The glut of omega-6s comes mostly from vegetable oils, such as soy oil, which are used in most of the snack foods, cookies, crackers, sweets, fast foods and — in the case of dogs’ diets — doggie treats and many commercial dog foods. The result is an eating pattern that promotes inflammation. That, Dr. Dressler stated, creates an environment conducive to cancer in dogs and people.
Another important way to reduce fatal cancers in humans and their canine companions is to keep weight at a healthy level. Dr. Dressler noted studies show obesity in both dogs and humans limits the production of a hormone dubbed adiponectin that inhibits the growth of cancer cells. He recommended reducing calories and especially staying away from sugar — not only because it contributes to obesity, but also because it is now known to feed cancer cells and spur their growth.

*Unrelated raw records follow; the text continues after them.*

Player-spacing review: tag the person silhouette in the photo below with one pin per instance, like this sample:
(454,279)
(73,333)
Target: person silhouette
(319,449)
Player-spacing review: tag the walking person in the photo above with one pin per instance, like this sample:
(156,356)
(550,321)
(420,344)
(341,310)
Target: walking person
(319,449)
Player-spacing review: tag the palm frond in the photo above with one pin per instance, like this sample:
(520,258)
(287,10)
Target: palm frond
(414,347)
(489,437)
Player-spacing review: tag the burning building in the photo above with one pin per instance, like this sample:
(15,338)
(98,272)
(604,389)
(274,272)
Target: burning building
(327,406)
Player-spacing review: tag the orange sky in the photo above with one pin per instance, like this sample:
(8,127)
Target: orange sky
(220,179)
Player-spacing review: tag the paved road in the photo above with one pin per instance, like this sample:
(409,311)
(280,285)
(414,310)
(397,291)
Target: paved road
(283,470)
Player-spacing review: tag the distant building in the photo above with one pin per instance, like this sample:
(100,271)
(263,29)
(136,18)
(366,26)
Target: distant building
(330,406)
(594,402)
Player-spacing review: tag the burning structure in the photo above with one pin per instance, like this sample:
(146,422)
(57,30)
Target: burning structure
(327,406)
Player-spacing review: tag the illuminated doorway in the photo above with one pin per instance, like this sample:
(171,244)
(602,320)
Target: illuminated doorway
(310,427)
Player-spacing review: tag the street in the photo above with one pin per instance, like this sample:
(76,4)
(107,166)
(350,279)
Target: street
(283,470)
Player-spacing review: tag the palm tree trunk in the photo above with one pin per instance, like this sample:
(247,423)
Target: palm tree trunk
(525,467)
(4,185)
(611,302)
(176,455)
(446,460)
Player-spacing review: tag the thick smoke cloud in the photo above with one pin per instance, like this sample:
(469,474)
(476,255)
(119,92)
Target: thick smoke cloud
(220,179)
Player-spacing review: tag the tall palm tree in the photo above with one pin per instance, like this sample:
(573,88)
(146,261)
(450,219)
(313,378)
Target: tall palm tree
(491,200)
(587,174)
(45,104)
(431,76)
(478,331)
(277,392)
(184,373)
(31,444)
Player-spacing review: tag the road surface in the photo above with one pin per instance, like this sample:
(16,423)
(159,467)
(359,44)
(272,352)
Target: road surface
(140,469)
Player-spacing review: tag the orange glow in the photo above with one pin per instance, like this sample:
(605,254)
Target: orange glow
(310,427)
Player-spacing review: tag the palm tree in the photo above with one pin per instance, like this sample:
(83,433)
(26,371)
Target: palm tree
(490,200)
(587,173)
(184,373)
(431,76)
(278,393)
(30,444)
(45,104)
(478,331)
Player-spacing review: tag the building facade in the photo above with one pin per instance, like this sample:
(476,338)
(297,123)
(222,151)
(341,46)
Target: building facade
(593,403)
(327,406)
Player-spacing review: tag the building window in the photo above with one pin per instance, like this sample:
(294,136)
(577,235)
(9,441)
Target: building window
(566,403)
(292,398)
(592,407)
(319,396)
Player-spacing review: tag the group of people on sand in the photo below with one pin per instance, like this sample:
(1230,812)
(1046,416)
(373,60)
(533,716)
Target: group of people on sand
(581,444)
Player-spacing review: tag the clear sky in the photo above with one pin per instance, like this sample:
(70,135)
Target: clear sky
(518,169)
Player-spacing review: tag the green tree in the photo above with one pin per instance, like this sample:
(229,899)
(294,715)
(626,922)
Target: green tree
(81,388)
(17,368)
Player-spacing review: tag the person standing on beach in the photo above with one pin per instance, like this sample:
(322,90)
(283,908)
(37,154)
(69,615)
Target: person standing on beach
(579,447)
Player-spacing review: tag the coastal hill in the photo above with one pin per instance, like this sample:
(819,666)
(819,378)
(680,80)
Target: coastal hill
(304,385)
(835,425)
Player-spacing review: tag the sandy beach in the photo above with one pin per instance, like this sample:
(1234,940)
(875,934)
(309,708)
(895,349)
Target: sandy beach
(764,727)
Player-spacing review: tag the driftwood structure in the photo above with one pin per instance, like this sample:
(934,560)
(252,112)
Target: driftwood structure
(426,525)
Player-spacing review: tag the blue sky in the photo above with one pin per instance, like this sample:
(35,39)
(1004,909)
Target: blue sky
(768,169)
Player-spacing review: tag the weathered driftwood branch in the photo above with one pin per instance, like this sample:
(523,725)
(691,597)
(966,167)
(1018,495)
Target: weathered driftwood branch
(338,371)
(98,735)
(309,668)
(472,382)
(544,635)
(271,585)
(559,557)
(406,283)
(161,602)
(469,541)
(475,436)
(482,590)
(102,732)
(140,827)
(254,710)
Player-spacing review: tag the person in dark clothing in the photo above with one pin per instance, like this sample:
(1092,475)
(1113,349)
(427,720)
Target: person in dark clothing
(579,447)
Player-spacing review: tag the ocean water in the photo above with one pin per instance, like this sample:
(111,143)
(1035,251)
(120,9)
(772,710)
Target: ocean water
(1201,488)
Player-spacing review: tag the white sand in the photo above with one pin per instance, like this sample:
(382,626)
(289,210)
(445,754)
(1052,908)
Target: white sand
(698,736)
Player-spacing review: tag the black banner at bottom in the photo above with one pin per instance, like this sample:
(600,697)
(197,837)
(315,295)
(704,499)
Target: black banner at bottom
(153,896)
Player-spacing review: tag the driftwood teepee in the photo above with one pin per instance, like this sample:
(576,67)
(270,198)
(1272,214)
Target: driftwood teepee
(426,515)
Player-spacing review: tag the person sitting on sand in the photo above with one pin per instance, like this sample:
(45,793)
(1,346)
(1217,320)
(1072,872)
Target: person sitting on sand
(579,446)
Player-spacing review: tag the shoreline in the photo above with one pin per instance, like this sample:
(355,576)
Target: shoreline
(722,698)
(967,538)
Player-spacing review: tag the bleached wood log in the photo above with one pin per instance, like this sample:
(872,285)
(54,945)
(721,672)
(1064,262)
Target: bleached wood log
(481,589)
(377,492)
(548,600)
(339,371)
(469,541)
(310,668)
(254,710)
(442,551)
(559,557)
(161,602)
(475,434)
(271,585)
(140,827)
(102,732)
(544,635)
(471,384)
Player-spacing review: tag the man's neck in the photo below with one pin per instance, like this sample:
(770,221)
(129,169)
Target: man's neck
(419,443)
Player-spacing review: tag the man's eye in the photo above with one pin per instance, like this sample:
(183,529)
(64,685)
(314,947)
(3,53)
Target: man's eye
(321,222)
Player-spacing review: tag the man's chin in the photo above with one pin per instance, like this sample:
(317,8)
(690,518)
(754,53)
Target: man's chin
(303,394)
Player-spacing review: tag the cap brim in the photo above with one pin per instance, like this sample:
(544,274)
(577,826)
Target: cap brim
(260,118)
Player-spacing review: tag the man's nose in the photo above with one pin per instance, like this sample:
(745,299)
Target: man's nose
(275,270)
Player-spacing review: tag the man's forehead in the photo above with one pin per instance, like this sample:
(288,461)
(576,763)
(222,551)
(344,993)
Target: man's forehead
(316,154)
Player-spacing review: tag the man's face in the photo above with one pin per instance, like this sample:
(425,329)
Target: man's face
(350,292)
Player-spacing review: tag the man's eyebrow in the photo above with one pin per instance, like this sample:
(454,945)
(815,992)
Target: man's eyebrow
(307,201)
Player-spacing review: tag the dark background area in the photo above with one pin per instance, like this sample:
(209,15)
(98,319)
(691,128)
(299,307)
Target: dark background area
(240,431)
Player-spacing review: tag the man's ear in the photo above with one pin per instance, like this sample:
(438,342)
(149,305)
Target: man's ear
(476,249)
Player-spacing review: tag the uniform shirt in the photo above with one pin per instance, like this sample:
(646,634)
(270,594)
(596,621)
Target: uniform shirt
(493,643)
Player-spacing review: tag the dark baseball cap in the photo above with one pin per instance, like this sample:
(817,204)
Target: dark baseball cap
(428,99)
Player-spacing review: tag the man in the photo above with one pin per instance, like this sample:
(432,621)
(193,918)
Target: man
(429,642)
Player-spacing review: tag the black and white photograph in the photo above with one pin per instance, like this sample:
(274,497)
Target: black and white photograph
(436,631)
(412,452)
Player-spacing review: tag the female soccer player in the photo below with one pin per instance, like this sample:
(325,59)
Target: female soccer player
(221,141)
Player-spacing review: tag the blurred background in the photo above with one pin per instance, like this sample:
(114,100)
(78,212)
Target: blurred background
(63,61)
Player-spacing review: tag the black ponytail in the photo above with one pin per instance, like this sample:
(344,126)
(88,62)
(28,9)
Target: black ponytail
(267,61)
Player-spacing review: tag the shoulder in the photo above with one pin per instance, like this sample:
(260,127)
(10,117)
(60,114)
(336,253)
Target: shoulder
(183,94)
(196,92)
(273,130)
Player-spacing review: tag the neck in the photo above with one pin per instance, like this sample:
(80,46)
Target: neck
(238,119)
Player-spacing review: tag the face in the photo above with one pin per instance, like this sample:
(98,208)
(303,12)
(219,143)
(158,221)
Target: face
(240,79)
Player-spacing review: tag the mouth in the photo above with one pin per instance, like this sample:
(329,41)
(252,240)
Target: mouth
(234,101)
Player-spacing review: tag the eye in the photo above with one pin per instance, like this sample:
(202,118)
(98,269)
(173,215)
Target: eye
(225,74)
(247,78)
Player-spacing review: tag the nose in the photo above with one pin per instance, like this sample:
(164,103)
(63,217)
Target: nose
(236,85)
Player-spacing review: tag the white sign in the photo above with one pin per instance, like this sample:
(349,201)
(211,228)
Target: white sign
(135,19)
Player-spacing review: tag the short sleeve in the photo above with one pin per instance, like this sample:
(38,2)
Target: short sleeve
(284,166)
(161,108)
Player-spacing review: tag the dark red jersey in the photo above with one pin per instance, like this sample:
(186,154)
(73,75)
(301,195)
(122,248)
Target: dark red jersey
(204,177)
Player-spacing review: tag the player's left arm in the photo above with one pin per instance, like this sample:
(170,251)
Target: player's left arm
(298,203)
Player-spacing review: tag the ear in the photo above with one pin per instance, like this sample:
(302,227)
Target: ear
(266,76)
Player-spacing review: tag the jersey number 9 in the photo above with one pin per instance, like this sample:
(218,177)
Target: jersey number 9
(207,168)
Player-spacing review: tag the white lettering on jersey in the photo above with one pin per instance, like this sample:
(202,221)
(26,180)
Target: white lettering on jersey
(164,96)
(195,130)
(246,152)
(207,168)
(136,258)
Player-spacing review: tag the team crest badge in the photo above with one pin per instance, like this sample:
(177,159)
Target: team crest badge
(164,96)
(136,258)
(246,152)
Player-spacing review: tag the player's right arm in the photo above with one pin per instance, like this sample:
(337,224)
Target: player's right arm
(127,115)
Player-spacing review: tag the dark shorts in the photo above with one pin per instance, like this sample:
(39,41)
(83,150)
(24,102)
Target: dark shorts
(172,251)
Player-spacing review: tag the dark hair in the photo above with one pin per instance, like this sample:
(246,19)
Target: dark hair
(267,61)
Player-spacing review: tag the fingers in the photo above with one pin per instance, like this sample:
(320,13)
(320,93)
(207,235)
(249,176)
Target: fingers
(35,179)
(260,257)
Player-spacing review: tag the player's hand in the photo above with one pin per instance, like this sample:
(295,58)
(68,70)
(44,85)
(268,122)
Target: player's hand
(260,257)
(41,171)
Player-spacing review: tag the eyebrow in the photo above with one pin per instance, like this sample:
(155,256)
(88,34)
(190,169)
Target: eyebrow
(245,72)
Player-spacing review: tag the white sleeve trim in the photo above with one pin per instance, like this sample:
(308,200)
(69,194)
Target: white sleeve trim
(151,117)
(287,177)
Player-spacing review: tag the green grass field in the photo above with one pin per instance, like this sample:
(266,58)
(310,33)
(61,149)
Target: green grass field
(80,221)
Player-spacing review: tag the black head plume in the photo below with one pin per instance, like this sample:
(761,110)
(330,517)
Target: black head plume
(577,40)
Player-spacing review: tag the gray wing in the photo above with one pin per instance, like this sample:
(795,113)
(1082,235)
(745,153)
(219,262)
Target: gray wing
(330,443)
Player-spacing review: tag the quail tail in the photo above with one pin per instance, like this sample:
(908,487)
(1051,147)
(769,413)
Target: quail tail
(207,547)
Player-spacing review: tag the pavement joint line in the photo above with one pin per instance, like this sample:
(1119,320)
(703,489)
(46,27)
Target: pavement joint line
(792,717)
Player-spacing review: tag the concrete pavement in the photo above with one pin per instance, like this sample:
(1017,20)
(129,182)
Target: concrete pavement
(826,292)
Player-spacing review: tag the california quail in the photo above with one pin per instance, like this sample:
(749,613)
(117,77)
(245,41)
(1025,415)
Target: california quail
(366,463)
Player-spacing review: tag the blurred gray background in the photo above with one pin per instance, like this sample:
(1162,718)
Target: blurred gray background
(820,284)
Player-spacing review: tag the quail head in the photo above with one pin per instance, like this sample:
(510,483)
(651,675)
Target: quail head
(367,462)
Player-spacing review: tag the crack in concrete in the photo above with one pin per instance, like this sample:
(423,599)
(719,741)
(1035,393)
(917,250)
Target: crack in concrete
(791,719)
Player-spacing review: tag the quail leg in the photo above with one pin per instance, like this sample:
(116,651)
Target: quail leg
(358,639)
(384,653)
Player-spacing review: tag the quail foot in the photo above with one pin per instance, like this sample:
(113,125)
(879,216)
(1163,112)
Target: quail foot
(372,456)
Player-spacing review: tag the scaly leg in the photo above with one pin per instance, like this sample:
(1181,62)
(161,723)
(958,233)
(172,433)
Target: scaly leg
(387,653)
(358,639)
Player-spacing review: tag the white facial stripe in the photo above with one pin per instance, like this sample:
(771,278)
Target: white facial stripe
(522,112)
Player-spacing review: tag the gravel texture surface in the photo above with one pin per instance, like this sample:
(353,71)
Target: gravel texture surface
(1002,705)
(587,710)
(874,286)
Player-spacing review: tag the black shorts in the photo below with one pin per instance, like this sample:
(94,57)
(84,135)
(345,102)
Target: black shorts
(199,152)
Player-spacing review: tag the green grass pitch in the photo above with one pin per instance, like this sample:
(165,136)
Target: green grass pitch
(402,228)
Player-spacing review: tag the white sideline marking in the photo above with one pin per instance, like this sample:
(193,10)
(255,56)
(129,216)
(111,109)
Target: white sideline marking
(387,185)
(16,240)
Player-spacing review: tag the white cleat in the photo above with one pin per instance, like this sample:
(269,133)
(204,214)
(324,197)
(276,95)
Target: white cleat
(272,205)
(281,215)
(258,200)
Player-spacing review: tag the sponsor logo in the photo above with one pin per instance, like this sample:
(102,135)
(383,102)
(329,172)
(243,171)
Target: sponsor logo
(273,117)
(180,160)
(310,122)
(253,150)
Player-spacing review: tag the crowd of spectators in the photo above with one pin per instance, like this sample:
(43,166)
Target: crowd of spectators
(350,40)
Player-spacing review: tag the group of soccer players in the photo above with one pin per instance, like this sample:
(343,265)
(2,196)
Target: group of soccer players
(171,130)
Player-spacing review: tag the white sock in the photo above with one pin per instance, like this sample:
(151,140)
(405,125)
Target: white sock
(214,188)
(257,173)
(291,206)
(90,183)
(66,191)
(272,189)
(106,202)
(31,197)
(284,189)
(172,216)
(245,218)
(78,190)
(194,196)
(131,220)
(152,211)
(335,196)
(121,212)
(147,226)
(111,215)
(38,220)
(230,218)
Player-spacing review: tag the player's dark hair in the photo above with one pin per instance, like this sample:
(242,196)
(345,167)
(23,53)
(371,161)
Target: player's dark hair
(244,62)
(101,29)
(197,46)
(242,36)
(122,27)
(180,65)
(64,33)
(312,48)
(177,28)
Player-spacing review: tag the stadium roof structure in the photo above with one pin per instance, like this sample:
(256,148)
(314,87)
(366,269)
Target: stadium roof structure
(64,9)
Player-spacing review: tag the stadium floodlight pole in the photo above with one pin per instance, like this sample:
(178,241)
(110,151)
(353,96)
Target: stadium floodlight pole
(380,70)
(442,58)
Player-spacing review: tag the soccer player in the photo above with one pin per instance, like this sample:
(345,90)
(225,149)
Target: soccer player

A panel meeting at the 2010 IFT Annual Meeting & Food Expo panel encouraged pet food manufacturers to consider the health implications of their products in order to improve animals’ health. According to the media statement, Kelly S. Swanson, associate professor in the Department of Animal Sciences at the University of Illinois at Urbana-Champaign, suggested the ideal blend of fiber for dog food is about 75 to 80 percent insoluble and 20 to 25 percent soluble. What’s more, adding quality prebiotics to pet foods could also enhance dogs’ health.